Hey! You are right! The prices aren't bad at all. I wasn't so familiar with the Trinity website and I was looking at the completed versions. I guess Trinity is pretty competitive after all.
Yes, totally my Stupid! Sorry about that. I should learn to use the internets (as Bush would say).


----------



## Stratin2traynor (Sep 27, 2006)

I just got my TC-15 kit today. Unfortunately I just got really busy at work and may have to shelf this project for a little bit. DAMN!! At least it will still be there when I'm done.


----------



## hollowbody (Jan 15, 2008)

This looks like a pretty sweet deal. I think I might have to order a 5E3 kit myself. Anyone have any idea the dimensions of the cabinet? I think I might build my own and save some $$$ :smilie_flagge17:


----------



## Emohawk (Feb 3, 2006)

bcmatt said:


> Hey! You are right! The prices aren't bad at all.
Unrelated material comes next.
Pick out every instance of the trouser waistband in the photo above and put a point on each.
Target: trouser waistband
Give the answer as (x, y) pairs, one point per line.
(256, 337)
I wasn't so familiar with the Trinity website and I was looking at the completed versions. I guess Trinity is pretty competitive after all.
> Yes, totally my Stupid! Sorry about that. I should learn to use the internets (as Bush would say).


No probleml my friend. That's why we're here after all - information exchange!


----------



## Emohawk (Feb 3, 2006)

hollowbody said:


> This looks like a pretty sweet deal. I think I might have to order a 5E3 kit myself. Anyone have any idea the dimensions of the cabinet? I think I might build my own and save some $$$ :smilie_flagge17:


There's a couple of plans for a 1x8 combo cabinet kicking around on the web. It could probably be easily modded to a 1x12. I have one on my drive somewhere but I can't remember where it came from.


----------



## bcmatt (Aug 25, 2007)

Emohawk said:


> There's a couple of plans for a 1x8 combo cabinet kicking around on the web. It could probably be easily modded to a 1x12. I have one on my drive somewhere but I can't remember where it came from.


When I built my friend's 5E3 clone I ran across these plans, that he loosely used to build his:
http://home.att.net/~scole90/photos/5e3_cabinet-SHEET_1.pdf
http://home.att.net/~scole90/photos/5e3_cabinet-SHEET_2.pdf
http://home.att.net/~scole90/photos/5e3_cabinet_SHEET_3.pdf


----------



## FortinAmps (Oct 10, 2008)

MGP141 said:


> what is the difference between the two as far as a 5e3 goes. The ceriatone seems to be much more affordable.
> 
> www.trinityamps.com
> www.ceriatone.com


Support Canadian Products !!!:wave::smilie_flagge17:


----------



## J S Moore (Feb 18, 2006)

Trinity is the best. Superb customer support. I was missing a couple things in my kit and Stephen mailed them out to me, no questions asked. He even delivered my head and cabinet personally.


----------